A few years ago, on the afternoon of Oct. 1, 2013, a tall, slender, shaggy-haired man left his house on 15th Avenue in San Francisco. He paid $1,000 a month cash to share it with two housemates who knew him only as a quiet currency trader named Josh Terrey. His real name was Ross Ulbricht. He was 29 and had no police record. Dressed in jeans and a red T-shirt, Ulbricht headed to the Glen Park branch of the public library, where he made his way to the science-fiction section and logged on to his laptop using the free wi-fi. Several FBI agents dressed in plainclothes converged on him, pushed him up against a window, then escorted him from the building.

The FBI believed Ulbricht is a criminal known online as the Dread Pirate Roberts, a reference to the book and movie The Princess Bride. The Dread Pirate Roberts was the owner and administrator of The Silk Road, a wildly successful online bazaar where people bought and sold illegal goods–primarily drugs but also fake IDs, fireworks and hacking software. They could do this without getting caught because The Silk Road was located in a little-known region of the Internet called the Dark (Deep) Web. In May 2015 Ross Ulbricht, was sentenced to life in prison without the possibility of parole.

The Judge said to him in sentencing:

“The stated purpose [of the Silk Road] was to be beyond the law. In the world you created over time, democracy didn’t exist. You were the captain of the ship, the Dread Pirate Roberts,” she told Ulbricht as she read the sentence, referring to his pseudonym as the Silk Road’s leader. “Silk Road’s birth and presence asserted that its…creator was better than the laws of this country. This is deeply troubling, terribly misguided, and very dangerous”.

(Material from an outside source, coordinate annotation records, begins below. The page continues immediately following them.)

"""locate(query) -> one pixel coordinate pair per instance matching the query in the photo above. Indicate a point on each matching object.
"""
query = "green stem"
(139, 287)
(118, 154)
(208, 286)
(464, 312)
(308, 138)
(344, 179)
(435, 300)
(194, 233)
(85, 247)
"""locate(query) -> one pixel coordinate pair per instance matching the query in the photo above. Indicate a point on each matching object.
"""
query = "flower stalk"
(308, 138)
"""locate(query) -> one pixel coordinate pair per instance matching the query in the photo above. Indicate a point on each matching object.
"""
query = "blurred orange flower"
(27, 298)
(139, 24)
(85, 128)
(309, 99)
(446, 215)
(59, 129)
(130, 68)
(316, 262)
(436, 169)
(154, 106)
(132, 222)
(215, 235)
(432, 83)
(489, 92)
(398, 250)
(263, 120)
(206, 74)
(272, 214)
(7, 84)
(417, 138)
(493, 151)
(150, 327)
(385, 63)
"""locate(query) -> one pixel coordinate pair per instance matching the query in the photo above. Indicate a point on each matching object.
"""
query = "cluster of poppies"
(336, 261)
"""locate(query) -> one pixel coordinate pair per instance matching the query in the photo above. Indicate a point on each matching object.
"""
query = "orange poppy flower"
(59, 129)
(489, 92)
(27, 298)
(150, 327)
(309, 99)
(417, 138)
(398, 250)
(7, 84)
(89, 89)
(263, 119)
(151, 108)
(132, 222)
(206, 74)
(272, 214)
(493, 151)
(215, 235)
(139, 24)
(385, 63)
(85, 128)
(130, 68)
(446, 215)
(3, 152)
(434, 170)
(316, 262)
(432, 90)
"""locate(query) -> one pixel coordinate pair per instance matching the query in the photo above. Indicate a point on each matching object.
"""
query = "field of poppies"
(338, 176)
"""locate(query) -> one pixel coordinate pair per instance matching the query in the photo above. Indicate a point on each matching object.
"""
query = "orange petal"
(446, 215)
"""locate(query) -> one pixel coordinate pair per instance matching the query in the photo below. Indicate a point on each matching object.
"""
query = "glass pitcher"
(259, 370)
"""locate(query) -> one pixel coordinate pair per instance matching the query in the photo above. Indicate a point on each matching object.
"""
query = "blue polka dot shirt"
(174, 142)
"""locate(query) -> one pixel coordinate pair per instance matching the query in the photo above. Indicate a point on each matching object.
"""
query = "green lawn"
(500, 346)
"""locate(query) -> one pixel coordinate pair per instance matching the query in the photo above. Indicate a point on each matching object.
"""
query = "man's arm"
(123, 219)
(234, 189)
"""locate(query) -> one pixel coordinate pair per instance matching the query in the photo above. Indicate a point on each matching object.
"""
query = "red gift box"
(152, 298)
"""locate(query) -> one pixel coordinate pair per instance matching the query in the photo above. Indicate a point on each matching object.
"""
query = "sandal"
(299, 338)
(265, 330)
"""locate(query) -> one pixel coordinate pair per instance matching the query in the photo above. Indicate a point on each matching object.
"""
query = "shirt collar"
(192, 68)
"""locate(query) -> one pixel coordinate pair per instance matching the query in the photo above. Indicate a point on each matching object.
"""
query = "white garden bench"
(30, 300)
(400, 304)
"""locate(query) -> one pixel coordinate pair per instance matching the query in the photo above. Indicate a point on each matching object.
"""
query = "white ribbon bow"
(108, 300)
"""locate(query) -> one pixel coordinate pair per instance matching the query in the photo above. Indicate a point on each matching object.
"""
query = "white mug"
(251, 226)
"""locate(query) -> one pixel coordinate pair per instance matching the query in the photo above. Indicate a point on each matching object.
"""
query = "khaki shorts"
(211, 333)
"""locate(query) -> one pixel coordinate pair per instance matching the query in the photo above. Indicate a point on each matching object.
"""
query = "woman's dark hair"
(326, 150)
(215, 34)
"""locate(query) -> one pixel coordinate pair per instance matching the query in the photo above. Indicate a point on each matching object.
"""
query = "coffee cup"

Technically the Dark (Deep) Web refers to the collection of all the websites and databases that search engines like Google don’t or can’t index, which in terms of the sheer volume of information is many times larger than the Web as we know it. But more loosely, the Deep Web is a specific branch of the Internet that’s distinguished by that increasingly rare commodity: complete anonymity. Nothing you do on the Deep Web can be associated with your real-world identity unless you choose it to be. Most people never see it, though the software you need to access it is free and takes less than three minutes to download and install. If there’s a part of the grid that can be considered off the grid, it’s the Deep Web.

The Deep Web has plenty of valid reasons for existing. It’s a vital tool for intelligence agents, law enforcement, political dissidents and anybody who needs or wants to conduct their online affairs in private–which is, increasingly, everybody. According to a survey published in September 2015 by the Pew Internet & American Life Project, 86% of Internet users have attempted to delete or conceal their digital history, and 55% have tried to avoid being observed online by specific parties like their employers or the government.

But the Deep Web is also an ideal venue for doing things that are unlawful, especially when it’s combined, as in the case of The Silk Road, with the anonymous, virtually untraceable electronic currency Bitcoin.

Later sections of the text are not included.